Elle a donc préconisé que "ceux qui souhaitent
être élus prennent au moins des "engagements",
assortis d'une invitation à venir examiner leur situation
interne". "Je ne crois pas qu'il devrait y avoir des
critères", a déclaré Louise Arbour.
"La ratification des instruments juridiques et des traités
n'est pas un critère. Certains pays ratifient tous les
instruments et n'appliquent rien".
"Tout Etat devrait être éligible, mais une
fois élu, il devrait donner prendre des engagements".
[Dans son rapport intitulé Dans une liberté
plus grande, Kofi Annan avait indiqué que "ceux
qui seraient élus [au Conseil des droits de l'homme] devraient
respecter les normes les plus élevées relatives
aux droits de l'homme".]
La situation en Irak
Répondant à une question quant au suivi de la
situation des droits de l'homme dans les nouvelles démocratie
de l'Europe de l'Est, Louise Arbour a indiqué que l'intérêt
du nouveau Conseil serait justement de procéder à
une inspection universelle, dans tous les pays, afin de répondre
aux critiques relatives à la sélectivité
de la Commission des droits de l'homme. "La stratégie
devrait mesurer les progrès ou les régressions dans
l'évolution des Etats. Mais la dernière chose dont
ont besoin les Etats c'est d'une nouvelle obligation de faire
des rapports supplémentaires", a-t-elle souligné.
Sur l'Irak, Louise Arbour a indiqué qu'elle n'était
pas en mesure de donner des informations sur le nombre de victimes
civiles, les travaux des Nations unies se faisant par l'intermédiaire
de la Mission d'assistance des Nations unies pour l'Irak (MANUI),
dont les effectifs sont réduits.
Quant à la situation des droits de l'homme après
l'invasion de l'Irak en comparaison de la situation antérieure,
Louise Arbour a estimé que cette question en soulevait
une extrêmement complexe, relative aux critères du
recours à la "responsabilité de protéger",
concept défendu par Kofi Annan.
"Il est extrêmement difficile de faire entrer en
jeu la responsabilité de protéger de la communauté
internationale contre un gouvernement qui opprime sa population
au regard du temps qu'il faudra après l'intervention pour
que la situation s'améliore", a-t-elle estimé.
"Pour l'avenir, nous espérons tous qu'il y aura une
amélioration dans cette situation très grave en
Irak".
S'agissant du Zimbabwe, elle s'est déclarée
"très encouragée par la visibilité de
la question après la publication du rapport" d'Anna
Tibaijuka et qu'elle galvanisera l'assistance aux 700'000 victimes
des démolitions de logements.

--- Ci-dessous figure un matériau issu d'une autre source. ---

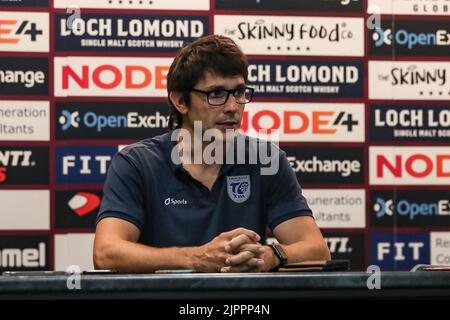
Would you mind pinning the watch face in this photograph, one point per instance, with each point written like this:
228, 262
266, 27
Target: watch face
280, 254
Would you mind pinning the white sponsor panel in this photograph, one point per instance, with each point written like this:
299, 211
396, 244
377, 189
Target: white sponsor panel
409, 165
281, 35
134, 4
305, 122
337, 208
410, 7
409, 80
114, 77
25, 210
74, 249
440, 248
24, 120
24, 31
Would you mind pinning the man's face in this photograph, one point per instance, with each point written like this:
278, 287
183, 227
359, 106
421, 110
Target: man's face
223, 117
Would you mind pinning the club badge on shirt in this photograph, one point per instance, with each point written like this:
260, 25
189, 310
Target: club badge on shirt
238, 188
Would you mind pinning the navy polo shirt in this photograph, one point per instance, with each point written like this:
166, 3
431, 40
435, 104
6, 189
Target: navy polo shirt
171, 208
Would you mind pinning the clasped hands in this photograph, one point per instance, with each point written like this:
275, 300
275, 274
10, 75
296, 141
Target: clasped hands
238, 250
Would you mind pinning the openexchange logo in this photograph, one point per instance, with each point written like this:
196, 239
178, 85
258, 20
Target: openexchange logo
26, 257
410, 39
99, 122
384, 207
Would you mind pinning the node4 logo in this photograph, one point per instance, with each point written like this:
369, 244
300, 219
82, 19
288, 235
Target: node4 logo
238, 188
411, 209
403, 37
86, 164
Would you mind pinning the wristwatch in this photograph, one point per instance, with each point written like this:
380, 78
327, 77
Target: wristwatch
279, 252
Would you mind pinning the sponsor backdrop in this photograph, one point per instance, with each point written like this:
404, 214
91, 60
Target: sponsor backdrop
357, 90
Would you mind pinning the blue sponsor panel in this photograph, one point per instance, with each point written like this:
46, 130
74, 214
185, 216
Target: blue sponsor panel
410, 208
23, 3
399, 251
132, 33
110, 120
409, 123
306, 79
83, 165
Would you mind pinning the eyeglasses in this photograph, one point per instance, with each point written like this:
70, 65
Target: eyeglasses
219, 96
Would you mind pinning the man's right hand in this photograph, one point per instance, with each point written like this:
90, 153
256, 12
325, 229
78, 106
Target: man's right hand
236, 250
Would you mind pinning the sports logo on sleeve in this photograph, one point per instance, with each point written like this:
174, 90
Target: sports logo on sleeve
238, 188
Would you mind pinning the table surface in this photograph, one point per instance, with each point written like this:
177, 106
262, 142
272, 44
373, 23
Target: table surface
309, 285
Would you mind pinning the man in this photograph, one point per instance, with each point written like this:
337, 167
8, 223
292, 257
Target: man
161, 211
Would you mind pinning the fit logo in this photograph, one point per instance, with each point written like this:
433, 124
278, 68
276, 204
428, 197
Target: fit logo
111, 76
338, 244
83, 203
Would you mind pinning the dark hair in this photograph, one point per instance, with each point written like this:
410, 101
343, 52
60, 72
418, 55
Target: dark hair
214, 53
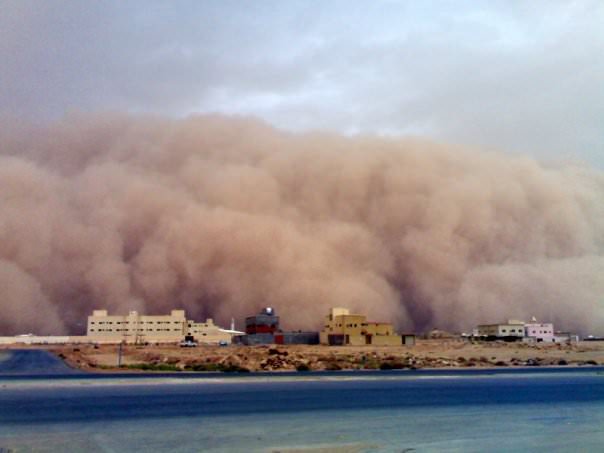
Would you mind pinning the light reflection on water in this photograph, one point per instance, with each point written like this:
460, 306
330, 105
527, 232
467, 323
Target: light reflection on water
456, 414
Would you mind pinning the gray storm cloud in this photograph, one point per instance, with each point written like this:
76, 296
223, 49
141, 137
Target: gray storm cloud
222, 216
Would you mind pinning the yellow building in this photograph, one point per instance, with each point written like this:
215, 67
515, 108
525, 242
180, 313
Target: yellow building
136, 328
343, 328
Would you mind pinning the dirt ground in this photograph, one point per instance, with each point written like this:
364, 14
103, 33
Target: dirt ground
425, 354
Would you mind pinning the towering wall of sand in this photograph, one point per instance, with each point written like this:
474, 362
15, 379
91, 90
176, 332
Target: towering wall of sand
222, 216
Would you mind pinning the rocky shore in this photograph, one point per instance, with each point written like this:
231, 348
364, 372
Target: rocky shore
426, 354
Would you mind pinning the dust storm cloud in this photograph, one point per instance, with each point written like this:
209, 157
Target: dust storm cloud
222, 216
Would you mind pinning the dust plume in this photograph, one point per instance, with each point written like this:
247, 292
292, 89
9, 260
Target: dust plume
222, 216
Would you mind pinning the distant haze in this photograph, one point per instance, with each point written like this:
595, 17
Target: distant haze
222, 216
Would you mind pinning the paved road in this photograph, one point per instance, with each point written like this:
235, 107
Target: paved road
32, 362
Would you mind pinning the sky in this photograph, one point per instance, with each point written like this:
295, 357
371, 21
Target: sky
523, 77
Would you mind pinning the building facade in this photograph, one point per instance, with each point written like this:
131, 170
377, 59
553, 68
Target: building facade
343, 328
512, 330
263, 328
137, 328
540, 332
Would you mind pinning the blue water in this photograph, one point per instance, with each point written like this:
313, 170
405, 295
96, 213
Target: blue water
524, 410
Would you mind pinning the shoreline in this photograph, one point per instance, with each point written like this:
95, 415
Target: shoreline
449, 354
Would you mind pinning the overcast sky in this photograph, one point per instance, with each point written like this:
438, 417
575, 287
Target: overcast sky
524, 76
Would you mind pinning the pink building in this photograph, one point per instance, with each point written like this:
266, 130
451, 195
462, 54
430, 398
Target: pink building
540, 332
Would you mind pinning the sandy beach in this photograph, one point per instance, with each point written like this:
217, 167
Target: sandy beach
448, 353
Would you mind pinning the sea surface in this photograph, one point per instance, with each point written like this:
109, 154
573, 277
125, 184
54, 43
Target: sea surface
516, 410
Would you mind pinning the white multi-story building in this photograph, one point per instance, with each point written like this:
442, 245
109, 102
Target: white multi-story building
136, 328
540, 332
511, 329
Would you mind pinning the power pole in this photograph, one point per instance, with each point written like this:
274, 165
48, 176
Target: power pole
119, 354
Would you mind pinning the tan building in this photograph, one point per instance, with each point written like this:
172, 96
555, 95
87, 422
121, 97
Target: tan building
343, 328
136, 328
512, 329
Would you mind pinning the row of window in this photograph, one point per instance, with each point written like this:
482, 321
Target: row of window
137, 330
137, 322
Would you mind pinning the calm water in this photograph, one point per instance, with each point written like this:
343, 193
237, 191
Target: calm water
388, 411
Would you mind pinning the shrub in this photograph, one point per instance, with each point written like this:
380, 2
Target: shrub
152, 367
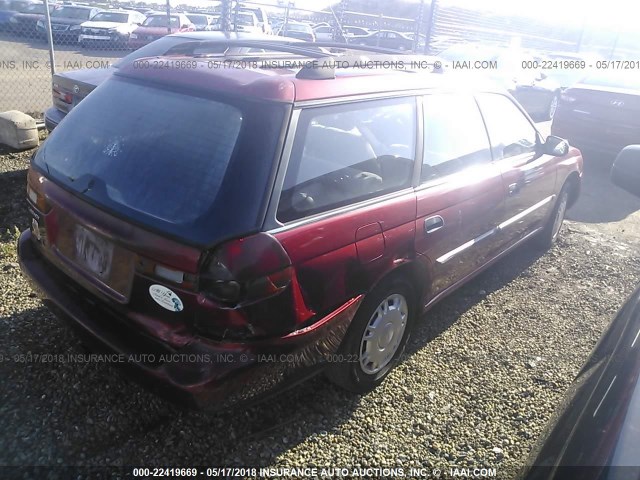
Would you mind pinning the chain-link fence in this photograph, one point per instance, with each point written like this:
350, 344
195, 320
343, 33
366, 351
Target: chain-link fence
89, 38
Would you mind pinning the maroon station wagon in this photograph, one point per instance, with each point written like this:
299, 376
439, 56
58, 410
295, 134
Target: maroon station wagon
239, 230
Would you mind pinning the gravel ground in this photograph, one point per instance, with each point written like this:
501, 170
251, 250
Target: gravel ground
481, 377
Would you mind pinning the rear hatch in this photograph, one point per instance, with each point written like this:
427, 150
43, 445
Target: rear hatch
138, 185
69, 89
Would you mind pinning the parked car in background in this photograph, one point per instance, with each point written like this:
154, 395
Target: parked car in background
421, 41
601, 113
299, 30
10, 8
323, 33
595, 431
112, 28
538, 93
351, 31
246, 21
156, 26
343, 231
202, 21
264, 21
384, 39
24, 22
70, 88
66, 22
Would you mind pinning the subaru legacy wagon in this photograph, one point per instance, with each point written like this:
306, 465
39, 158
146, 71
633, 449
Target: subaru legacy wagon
232, 231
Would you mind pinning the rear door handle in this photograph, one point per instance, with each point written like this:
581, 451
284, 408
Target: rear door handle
433, 224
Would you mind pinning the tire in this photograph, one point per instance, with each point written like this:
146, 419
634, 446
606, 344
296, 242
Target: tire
390, 307
551, 231
553, 107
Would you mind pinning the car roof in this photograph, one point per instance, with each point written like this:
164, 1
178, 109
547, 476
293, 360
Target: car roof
281, 83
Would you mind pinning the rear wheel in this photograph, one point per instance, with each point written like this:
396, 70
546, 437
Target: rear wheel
552, 229
376, 339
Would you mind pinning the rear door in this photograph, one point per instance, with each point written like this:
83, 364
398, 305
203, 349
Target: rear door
346, 211
529, 178
460, 199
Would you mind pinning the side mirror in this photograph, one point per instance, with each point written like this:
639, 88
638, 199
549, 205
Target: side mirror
555, 146
625, 172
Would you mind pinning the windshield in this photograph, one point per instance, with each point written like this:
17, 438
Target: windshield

J'espère aussi que
cela fera prendre au gouvernement la dimension de cette opération
extrêmement malvenue et qui ne respecte pas le droit international
humanitaire.
Sur Cuba, Louise Arbour a lancé un appel au gouvernement
afin qu'il offre un accès à son Bureau et aux experts
qui se trouvent sur l'île.
Sur l'accès à Guantanamo, Louise Arbour
a indiqué que les appels des rapporteurs spéciaux
sur la torture n'avaient toujours pas reçu de réponse
positive à leur demande formulée auprès des
Etats-Unis.
Interrogée enfin sur le lien entre le terrorisme
et l'islam, la haut commissaire a estimé que procéder
à des généralisations n'était pas
particulièrement utile. "A ce jour, la plupart des
terroristes ont été des hommes". "Cela
veut-il dire qu'il faut adopter une perspective sur le terrorisme
relative au sexe de leurs auteurs ?", s'est-elle interrogée.
Source : Nations unies, New York, juillet 2005.